20 feste Radaranlagen wurden in den vergangenen Monaten quer durch das Großherzogtum aufgestellt. Bis zum 16 März werden die Autofahrer probeweise geblitzt, ob sie über die maximale Höchstgeschwindigkeit liegen oder nicht, um die Radargeräte zu optimieren.

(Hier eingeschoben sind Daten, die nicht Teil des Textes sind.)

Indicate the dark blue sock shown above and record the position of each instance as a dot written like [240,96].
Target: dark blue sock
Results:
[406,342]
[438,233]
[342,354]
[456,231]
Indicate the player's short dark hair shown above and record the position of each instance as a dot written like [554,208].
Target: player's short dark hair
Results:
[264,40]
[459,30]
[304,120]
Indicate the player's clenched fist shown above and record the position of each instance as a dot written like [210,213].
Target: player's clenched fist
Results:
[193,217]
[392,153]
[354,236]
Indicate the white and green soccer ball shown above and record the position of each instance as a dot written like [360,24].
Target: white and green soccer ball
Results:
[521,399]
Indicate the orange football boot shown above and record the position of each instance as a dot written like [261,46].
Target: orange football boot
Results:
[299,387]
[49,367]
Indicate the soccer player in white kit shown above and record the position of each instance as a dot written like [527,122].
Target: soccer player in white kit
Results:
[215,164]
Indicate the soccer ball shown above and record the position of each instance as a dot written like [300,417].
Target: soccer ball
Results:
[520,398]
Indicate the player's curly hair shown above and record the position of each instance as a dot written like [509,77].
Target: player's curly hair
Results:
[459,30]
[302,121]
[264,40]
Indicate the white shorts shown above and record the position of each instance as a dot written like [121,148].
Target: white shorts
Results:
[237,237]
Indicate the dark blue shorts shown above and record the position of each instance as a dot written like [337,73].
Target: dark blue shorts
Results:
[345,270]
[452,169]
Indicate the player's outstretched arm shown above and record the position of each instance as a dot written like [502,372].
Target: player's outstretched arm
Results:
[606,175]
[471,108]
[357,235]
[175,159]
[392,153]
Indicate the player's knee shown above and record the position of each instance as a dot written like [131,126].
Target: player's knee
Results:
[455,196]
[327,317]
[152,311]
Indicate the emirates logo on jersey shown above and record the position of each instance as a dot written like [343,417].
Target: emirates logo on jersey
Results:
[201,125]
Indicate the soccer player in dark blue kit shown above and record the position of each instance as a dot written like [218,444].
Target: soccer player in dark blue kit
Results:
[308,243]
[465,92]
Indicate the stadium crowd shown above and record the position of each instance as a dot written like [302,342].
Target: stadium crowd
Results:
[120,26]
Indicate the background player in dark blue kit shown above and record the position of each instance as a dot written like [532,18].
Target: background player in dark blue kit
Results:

Während der Testphase fallen keine Bußgelder an.
Wo wird geblitzt
A4 vor dem Kreisverkehr Merl
B7 zwischen Verteiler Schieren und Verteiler Ettelbrück
N3 Hesperingen – Frisingen (Schlammesté)
N5 Bascharage Helfent (Niderterhaff)
N7 Roost
N7 Fridhaff – Hoscheid (Lipperscheid-Dellt)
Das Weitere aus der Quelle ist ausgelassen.